Adaptation of the CAS code
There are situations where we want to modify the behavior of the CAS and for this purpose the code of the CAS has to be adapted or be overwritten. While much of the CAS behavior can be controlled via properties, not all of it can. In this article will describe with practical examples, how the behavior of the CAS can be modified by adapting the source code. source code can be modified.
CAS itself is open source. The source code of CAS can be found on Github: https://github.com/apereo/cas/ . The modifications are only made in our CAS repository - no changes are made to the original CAS code. In addition, "overwriting" means here, the extension of Java classes, in which individual methods are then methods are overwritten, as well as the adaptation of texts by using certain properties.
The places to be adapted and to be overwritten must be found independently in the CAS code. For the search can e.g. error messages, display texts or log outputs can be helpful for the search.
Example 1: No error message when resetting password if username does not exist
Use case
The 1st example is about customizing an error message for the password reset function. This functionality works in such a way that a user has to enter his username and then gets an e-mail with a link to change his password.
The behavior of the CAS is that an error message is displayed if the username entered does not exist in the system. This is helpful for the user - e.g. if he has mistyped his password - but at the same time it bears the risk that existing and non-existing usernames can be determined in the system.
The behavior has been adjusted so that no error message appears if the username does not exist in the system. The notification text that an e-mail has been sent has also been extended to include a note. In This note states that the e-mail has only been sent if the user actually exists in the system.
Adjusted source code
The changes have been made as part of Issue #161: https://github.com/cloudogu/cas/issues/161 .
Adding required dependencies
In order to be able to override the CAS code, it is necessary for the compilation to include all the required
dependencies are included. Dependencies are included in the build.gradle
data. For this example the CAS
dependencies cas-server-core-notification
, cas-server-core-notification
, cas-server-core-notification
, cas-server-core-notification
, cas-server-support-pm-core
and cas-server-support-pm-webflow
had to be included.
These dependencies had to be included because classes from these dependencies are used in the overridden source code.
Customization Backend Code
At the core of this feature are the classes CesSendPasswordResetInstructionsAction
and PmConfiguration
.
The class CesSendPasswordInstructions
extends the original class from CAS and overwrites the corresponding
method - in this case the method doExecute
. Practically the original CAS code can be copied here first and then adapt
it accordingly. In order to avoid duplicated code, if possible, not the entire method should be copied, but the super
method should be used and called.
In the class PmConfiguration
the bean is created. Also here the code is copied for the most part. Only here
instead of an instance of SendPasswordInstructions
an instance of our own class CesSendPasswordInstructions
is
created.
So that the creation of the bean in the class PmConfiguration
is also attracted, this class must be created in the
file spring.factories
and resources/META-INF
.
For classes that extend a CAS class, it is a good naming convention to put Ces
at the beginning of the class name.
at the beginning of the class name. This way the extended and customized classes can be identified quickly.

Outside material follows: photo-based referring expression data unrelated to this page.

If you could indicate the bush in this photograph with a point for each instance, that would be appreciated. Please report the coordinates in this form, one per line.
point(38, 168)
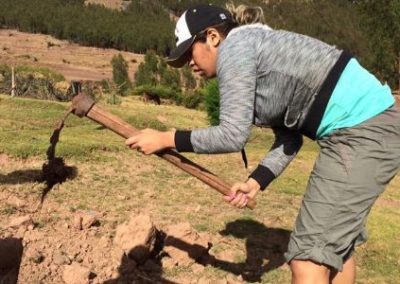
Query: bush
point(162, 91)
point(120, 74)
point(192, 99)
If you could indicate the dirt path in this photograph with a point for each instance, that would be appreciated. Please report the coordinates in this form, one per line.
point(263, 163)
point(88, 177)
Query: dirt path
point(75, 62)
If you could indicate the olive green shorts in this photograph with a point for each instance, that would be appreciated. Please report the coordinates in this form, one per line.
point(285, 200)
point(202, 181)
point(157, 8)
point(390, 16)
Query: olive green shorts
point(353, 168)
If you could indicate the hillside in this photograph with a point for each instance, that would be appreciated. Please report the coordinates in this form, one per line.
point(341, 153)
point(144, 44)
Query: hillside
point(69, 228)
point(112, 4)
point(73, 61)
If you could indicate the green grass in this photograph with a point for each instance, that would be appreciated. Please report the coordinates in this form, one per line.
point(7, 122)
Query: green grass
point(108, 170)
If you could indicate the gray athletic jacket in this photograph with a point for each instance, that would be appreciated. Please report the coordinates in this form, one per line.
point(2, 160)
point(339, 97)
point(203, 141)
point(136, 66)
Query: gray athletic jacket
point(269, 78)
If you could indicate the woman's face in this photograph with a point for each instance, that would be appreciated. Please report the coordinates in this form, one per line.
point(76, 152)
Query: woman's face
point(204, 55)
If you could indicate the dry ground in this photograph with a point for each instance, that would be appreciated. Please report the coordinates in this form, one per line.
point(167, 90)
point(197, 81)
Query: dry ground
point(114, 183)
point(75, 62)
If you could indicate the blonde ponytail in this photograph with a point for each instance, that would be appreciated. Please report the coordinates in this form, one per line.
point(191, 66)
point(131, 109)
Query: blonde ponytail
point(244, 15)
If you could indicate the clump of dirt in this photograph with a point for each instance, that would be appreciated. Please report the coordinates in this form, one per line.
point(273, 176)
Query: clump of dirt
point(11, 253)
point(55, 171)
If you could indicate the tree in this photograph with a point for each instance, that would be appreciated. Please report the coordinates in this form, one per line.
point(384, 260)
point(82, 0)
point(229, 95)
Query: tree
point(120, 74)
point(382, 23)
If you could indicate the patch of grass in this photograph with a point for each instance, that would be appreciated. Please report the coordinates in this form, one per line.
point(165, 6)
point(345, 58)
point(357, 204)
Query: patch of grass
point(108, 170)
point(7, 210)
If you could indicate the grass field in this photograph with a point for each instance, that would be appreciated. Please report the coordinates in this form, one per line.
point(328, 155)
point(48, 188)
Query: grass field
point(117, 181)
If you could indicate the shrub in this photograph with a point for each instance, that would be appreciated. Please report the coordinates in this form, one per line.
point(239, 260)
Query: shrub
point(120, 74)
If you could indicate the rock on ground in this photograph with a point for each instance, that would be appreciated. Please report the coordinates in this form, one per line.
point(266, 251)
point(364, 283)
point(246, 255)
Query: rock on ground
point(76, 274)
point(137, 238)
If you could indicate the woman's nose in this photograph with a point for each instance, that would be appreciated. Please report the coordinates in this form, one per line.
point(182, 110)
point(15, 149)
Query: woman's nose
point(191, 63)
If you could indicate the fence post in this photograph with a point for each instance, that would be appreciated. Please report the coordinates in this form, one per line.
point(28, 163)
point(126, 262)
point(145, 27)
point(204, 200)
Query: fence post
point(13, 85)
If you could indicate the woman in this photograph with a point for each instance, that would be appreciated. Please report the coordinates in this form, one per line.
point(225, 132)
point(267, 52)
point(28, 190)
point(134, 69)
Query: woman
point(298, 86)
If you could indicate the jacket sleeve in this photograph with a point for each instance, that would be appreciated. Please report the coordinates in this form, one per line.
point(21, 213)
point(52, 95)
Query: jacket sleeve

Possibility for unit tests
To test the customized code, the beans can be mocked.
It becomes a bit more difficult if the method to be tested, calls a more complex super method. For this case there is a workaround. The class, in which the method to be tested is, is extended for the overwritten test and the called super method is overwritten. The overridden method simply returns a certain value.
An example of this can be found in the class CesSendPasswordResetInstructionsActionTest
.
Customization frontend code
The texts at the interface of the CAS are stored for the respective language as properties in a .properties
file.
To be able to customize and extend the message text of a sent e-mail, the corresponding text properties must be adapted to German and English.
The corresponding property key for the hint test is screen.pm.reset.sentInstructions
. To override the text for this
you have to edit the properties files custom_messages.properties
and custom_messages_en.properties
in the app
-directory under src/main/resources
and store the corresponding text as value.
For the German texts, make sure that umlauts are specified in encoded form, e.g. \u00FC
for an ΓΌ
.
After adjusting the text - the text has now become longer - check whether it is still displayed sensibly in the interface. This is the case in this example. If this is not the case, changes would still have to be made to the corresponding Thymeleaf template or the HTML fragment.
Data-TestIDs for integration tests
When creating integration tests, it is useful to store a unique Data-TestID in the HTML elements. Using this ID, the integration test can then uniquely access an element and no adjustments need to be made to the integration test. This way, no adjustments have to be made to the integration tests if something else changes in the HTML element.